物価は、私たちが2002年に青年海外協力隊でラオスにいた頃から、ほぼ1.5~2倍になっています。特にガソリン代が2倍以上になり、交通手段であるバスやラオス庶民の交通手段でもあるトゥクトゥク(3輪バイク)などの乗車賃が跳ね上がっているのに驚きました。ちなみに、ビエンチャンから私たちの活動しているカムアン県までは、3年前は20,000kip だったのが現在では40,000kip です(100kip は約1円)。食料品などは以下の表をご参照ください。

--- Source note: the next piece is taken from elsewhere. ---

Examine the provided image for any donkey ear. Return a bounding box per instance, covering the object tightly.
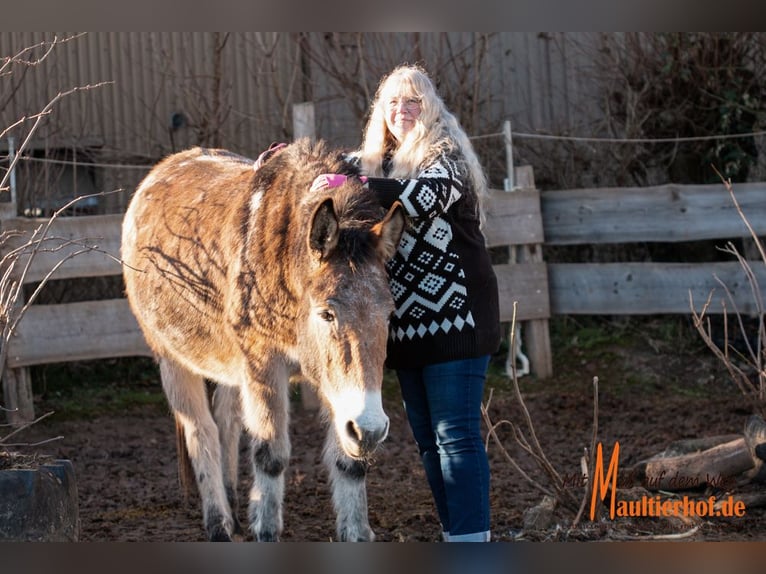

現地公務員の月給は30ドルから40ドルで、3年前とはあまり変わっておらず、物価だけが上昇しているので、家計は苦しくなっているようです。

為替レート 1$=10,800kip
ガソリン 8,000kip/L(80円)
うるち米 5,000kip/kg(50円)
もち米 3,000kip/kg(30円)
肉類 30,000kip/kg(300円)
1,000kip/ 個(10円)
ラーメン 8,000kip(80円)

宿および住居

日本人によく利用されているのが、メコン川沿いにあるカムアンホテルです。1泊10ドルでホットシャワーもついています。ゲストハウスは10件ほどあり5ドルか8ドルくらいです。
借家のほとんどは一軒家で、勧められる家が10件以上ありましたが、安全上の整備や家賃などを考慮すると、なかなかいい物件はありません。一人で生活する点において、大家さんが近隣に住んでいて、人柄がいいことが一番の決め手でした。カムアン県都タケクで生活していて、電気は雷や雨の影響で時々停電するもののすぐに復旧し、水道は断水することはなく快適に過ごせています。

通信事情

この数年の間に、携帯電話が普及し、町中の若者のほとんどが所持しています。携帯電話で日本とも通話できます。

郵便物は日本からカムアン県まで2週間以内で郵送されており、途中で紛失することはほとんどありません。
インターネットやE-mailの環境は、雨季(5月から9月)は非常に悪いです。先日、町中に1件だけインターネットができるお店を見つけました。